Annoyed at Gomez’s cavalier treatment of her near-death experience (okay, almost near-death, what if she hadn’t stopped in time and walked right into the sword point?), Lynne grew more stubborn. “But I’ve gotta get them open right now.”
“No,” Gomez said, “you don’t. There is nothing for you on the other side.”
“Yes, there is,” Lynne said impatiently. “I saw them, there’s a person’s shadow under the doors like someone holding a light and standing there.”
“I know what you saw. You don’t need to tell me.”
Lynne scooted around Gomez, getting in between him and the rag he was reaching for to mop up the spill. “You know already? So who is it?”
“Shouldn’t you be asleep?”
“Tell me,” Lynne persisted. “What if it’s someone who could help? Do you know them? What if it’s Jowd.”
“It is not Jowd,” Gomez said. He sighed. “It’s me.”
“What’s you?”
“On the other side of the doors. I built those to lock away the Great Glass of Time, so no fool could Go Through without me knowing. The only person on the other side is myself, waiting for me to open the Doors of Time for him.”

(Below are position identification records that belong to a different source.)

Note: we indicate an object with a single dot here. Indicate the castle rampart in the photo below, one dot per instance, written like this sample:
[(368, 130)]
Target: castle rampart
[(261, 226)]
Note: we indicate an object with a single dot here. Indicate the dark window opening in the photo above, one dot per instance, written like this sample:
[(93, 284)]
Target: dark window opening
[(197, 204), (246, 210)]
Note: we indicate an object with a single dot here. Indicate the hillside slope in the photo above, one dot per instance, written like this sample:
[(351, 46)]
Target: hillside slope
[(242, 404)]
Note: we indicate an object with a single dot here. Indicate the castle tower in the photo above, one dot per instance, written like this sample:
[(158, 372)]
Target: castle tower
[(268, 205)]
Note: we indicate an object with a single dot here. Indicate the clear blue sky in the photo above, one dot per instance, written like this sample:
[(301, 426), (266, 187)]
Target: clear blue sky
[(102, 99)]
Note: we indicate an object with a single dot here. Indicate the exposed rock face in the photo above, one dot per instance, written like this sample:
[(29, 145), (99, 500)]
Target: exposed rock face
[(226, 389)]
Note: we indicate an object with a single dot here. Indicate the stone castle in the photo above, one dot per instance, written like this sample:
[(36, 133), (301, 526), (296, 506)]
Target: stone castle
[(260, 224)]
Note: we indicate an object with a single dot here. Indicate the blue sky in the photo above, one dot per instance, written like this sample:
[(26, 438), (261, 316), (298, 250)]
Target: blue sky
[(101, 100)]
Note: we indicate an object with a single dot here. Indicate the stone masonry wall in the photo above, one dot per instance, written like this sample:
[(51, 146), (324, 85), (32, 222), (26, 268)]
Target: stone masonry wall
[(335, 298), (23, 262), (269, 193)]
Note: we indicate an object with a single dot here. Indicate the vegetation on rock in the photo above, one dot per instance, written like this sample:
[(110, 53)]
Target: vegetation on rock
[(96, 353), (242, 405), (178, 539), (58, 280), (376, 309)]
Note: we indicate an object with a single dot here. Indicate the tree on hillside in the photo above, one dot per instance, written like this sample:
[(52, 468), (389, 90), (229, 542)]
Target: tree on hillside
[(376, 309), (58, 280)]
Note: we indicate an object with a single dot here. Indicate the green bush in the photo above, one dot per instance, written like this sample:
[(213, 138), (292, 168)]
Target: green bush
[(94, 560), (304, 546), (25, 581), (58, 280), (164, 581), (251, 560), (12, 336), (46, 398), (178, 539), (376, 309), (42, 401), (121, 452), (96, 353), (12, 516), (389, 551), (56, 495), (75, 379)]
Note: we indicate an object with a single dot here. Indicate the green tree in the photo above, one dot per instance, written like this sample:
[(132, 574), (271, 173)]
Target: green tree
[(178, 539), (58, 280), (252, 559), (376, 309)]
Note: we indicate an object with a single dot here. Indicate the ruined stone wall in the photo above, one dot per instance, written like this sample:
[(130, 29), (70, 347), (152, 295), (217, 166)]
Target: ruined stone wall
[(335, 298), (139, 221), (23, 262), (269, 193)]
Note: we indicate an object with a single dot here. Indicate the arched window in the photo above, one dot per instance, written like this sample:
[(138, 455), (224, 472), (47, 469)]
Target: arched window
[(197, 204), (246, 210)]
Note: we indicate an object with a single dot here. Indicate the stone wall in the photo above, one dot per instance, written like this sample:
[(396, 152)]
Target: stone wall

Shocked, Lynne said, “But…if it’s you, then why don’t you open them?”
Gomez said, “He’ll learn why when he grows up to be me.” He reached around Lynne for the rag. “Go back to sleep. It will stop by morning.”
Lynne stayed up, Missile in her lap, and watched the shadow pace back and forth on the other side of the Doors of Time for hours before the light finally went dark.